Do more with less. It’s the stuff, stupid! The production of materials, not distribution or shipping, represents the meat of a product’s carbon footprint. And let’s check our assumptions about lightweight materials. They may generate less carbon than burlier ones, but they also disintegrate faster and need to be replaced more often. From a climate perspective, lighter is not always better.

So how do brands choose between lightweight and longevity?

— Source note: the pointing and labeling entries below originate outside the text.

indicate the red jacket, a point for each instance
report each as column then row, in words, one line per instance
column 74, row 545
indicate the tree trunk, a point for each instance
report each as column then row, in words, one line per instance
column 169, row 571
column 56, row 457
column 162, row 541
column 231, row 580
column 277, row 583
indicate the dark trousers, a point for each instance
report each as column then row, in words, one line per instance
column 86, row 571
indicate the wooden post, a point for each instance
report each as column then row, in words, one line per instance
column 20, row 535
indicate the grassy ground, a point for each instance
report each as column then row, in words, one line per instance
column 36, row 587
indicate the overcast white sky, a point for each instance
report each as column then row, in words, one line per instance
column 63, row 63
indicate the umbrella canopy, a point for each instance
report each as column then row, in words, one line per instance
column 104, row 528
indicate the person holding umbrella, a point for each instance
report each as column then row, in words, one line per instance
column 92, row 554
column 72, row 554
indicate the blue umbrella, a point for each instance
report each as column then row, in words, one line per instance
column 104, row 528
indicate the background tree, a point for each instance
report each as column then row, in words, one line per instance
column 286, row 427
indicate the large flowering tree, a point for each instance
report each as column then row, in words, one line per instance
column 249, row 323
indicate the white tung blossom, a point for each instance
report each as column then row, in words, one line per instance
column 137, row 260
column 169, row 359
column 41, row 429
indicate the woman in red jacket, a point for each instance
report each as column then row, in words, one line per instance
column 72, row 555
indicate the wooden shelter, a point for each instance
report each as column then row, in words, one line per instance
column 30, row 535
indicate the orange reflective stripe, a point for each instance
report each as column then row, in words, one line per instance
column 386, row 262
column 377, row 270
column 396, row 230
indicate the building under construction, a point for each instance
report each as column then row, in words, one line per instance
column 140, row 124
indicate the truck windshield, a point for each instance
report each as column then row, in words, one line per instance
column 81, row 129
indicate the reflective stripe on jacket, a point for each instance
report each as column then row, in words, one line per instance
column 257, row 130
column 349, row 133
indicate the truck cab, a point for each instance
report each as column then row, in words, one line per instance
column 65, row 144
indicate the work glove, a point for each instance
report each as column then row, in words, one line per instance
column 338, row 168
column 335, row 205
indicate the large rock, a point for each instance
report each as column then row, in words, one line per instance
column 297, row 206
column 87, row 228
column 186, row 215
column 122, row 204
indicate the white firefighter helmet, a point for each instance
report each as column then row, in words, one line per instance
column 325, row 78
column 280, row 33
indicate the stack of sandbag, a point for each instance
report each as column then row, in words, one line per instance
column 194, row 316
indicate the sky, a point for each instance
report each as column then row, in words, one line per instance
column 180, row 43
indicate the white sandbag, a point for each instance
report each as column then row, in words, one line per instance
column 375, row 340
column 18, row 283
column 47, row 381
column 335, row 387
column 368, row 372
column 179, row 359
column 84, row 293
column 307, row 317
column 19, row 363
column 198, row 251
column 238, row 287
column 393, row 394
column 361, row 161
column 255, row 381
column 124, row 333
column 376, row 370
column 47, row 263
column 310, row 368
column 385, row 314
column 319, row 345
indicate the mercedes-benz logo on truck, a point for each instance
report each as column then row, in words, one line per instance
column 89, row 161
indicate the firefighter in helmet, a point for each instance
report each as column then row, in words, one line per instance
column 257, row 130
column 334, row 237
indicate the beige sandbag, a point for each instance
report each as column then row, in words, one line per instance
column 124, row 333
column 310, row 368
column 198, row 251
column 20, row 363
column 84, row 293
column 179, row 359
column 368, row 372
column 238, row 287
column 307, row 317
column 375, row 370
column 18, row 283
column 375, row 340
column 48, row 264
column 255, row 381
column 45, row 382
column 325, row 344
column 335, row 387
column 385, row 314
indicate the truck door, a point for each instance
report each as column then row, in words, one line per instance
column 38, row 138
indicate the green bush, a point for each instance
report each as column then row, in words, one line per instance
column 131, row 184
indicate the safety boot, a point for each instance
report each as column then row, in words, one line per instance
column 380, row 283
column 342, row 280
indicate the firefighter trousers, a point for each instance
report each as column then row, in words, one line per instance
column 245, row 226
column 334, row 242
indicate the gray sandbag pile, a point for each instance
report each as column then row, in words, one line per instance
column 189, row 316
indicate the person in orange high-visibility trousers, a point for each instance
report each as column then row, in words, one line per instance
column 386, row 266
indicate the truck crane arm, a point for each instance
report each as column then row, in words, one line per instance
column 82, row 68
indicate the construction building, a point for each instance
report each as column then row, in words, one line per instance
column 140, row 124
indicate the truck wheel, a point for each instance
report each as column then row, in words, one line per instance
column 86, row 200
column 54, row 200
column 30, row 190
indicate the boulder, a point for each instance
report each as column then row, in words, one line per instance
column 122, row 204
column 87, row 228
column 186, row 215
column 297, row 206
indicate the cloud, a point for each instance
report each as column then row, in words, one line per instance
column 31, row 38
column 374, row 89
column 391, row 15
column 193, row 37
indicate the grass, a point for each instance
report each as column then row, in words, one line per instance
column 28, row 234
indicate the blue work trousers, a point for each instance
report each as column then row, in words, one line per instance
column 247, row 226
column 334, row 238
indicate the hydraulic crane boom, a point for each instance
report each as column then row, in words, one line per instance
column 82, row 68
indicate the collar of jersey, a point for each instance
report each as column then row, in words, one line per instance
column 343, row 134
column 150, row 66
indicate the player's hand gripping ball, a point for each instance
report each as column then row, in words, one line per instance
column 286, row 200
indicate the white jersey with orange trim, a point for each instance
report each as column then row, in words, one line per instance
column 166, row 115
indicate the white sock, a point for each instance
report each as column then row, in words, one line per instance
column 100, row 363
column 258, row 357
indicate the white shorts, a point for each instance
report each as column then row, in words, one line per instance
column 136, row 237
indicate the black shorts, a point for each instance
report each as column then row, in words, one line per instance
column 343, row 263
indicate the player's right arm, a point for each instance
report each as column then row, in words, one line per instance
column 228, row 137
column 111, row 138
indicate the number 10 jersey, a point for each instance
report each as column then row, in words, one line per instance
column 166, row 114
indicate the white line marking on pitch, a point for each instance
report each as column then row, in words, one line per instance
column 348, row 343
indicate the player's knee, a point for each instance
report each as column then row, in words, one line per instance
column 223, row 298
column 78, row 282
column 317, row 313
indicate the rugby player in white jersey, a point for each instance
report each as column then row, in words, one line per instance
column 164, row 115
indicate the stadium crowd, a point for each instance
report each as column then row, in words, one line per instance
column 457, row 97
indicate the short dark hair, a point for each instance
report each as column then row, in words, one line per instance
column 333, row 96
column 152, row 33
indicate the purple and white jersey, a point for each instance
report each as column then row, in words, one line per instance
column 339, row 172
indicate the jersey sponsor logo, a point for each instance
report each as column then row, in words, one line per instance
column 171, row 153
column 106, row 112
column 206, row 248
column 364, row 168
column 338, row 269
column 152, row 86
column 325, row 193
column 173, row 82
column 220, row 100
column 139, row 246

To be clear, lighter and lower impact are not mutually exclusive. But let’s shift the paradigm away from ounce-counting. One of the really deep ways to have less impact is to shift our focus to providing services instead of things. Think Xerox as document services versus copying machines. Some important outdoor brands are starting to make this shift—to think of what they sell as services for safe, comfortable, enjoyable experiences in the outdoors, instead of products. When brands shift toward reuse, recertifying, remanufacturing, refurbishing, then reselling gear as new, they may find that circularity can be more profitable.

Many companies are making carbon commitments and buying offsets. Will planting trees have a real impact on climate?

No. Substantive change requires “additionality,” a critical concept in climate science. Additionality means that your action reduces carbon in a way that wouldn’t happen without your offset dollars. Trees are good, to be sure, but in most places these forests are already getting planted. And trees aren’t guaranteed to absorb carbon for 100 years. In Oregon alone this summer, 2 million acres of offset forests burned in the wildfires.

Okay, so what should we be doing?

First, change your manufacturing power grid. For most outdoor products, electricity used in your factory is the number-one source of greenhouse gases. It’s not as easy as flipping a switch, but we need to convert from coal-fired grids to solar and hydropower. Second, think neutralization rather than offsetting. This is what we do for Cooler clients. We buy and retire carbon permits from a multi-state, government-regulated market called the Regional Greenhouse Gas Initiative. For each permit we buy, we’re preventing coal-fired plants from emitting a ton of carbon. It’s additional, it’s ironclad, and the dollars are reinvested in renewable energy development and climate justice projects.

Any other advice?

Yeah, go backpacking! It’s fun, it’s good for the soul, and it might be the lowest-footprint sport in the world.